I found his ignorance immensely frustrating. His lack of empathy was beyond annoying, itching and angering.

Never before had I found it so easy – to think that I would have to kill him. Never before had I been so keen.


I miss him so much. So very, very painfully much. And it makes me angry. Never before has it been so easy: to think that I will have to kill myself.

I know that there is someone else out there who has been asked to do it for me. But what if they’re procrastinators, like me?
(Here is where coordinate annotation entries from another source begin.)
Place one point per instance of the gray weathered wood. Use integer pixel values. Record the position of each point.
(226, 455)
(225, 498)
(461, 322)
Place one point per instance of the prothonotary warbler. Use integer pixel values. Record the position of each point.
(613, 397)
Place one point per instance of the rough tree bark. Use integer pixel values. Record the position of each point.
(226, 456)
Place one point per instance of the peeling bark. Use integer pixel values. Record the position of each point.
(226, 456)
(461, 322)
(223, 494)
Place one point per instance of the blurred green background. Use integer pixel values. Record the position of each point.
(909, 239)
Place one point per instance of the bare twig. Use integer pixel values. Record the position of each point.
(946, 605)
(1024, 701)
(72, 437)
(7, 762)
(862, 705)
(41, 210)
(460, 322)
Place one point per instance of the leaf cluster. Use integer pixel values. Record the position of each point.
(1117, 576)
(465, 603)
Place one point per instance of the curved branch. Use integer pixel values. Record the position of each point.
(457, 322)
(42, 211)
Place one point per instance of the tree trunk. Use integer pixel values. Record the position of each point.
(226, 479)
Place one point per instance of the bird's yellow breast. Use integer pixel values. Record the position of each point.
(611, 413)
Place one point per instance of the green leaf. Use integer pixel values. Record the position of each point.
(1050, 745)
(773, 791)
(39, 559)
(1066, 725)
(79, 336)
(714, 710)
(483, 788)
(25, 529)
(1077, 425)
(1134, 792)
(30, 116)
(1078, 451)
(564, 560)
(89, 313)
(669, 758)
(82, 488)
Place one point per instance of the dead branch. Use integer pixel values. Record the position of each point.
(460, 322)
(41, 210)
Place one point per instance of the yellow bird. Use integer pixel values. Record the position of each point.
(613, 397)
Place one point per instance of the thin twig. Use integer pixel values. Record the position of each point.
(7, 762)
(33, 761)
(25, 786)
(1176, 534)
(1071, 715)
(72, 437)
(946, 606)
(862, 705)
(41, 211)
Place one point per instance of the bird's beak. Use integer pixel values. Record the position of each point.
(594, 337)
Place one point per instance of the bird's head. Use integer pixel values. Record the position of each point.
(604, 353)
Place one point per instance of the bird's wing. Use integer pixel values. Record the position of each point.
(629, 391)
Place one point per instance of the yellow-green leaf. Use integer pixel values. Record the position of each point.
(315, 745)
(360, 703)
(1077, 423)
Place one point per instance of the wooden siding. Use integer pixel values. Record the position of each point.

I still haven't made my mind up, I don’t know which way it will be, but looking on the bright side (there always is one) - I know it will clarify one thing for me: whether cowardice or impatience is my greatest weakness. I’ve never been able to figure it out. Which is why I’ve never been able to fight either.


Monday, January 2, 2012

Wings and Hearts

Once every Mars year (686 Earth days) all the winged living beings of the Solar System are invited for a free wing check-up and a SPA treatment. This complimentary indulgence is a generous gesture on behalf of the Central Interplanetary Wing Maintenance Committee.
This year the CIWMC had to be particularly careful with the invitations, having learned the lesson from the infamous misuderstanding last time when, by a clumsy bureaucratic mistake, five Boeing airplanes were invited to this medicinal and recreational gathering, four of which turned up, and were consequently sent away with a letter of official apology and an appendix (named ‘FYI’) specifying that the treatment in question strongly relies on the neural response of the patient, which is essential within the context of the method applied.
Quoting the 'FYI': 'It is unlikely that an inanimate object would gain much from such a procedure.'
This time the committee has committed to prevent any unpleasantness of the kind they caused and experienced last time, which is best illustrated by the three complaint letters from three of the four aircrafts who attended the event in vain.
All three claimed their three hearts had been broken thrice by 1) the fatal refusal, 2) the patronizing official apology letter following it, and 3) the appendix named ‘FYI’.
There was never a letter from the fourth plane. Its heart had stopped.
The fifth aircraft didn't have a heart. At all. Or it was never found anyway.Says the official statement from the CIWMC.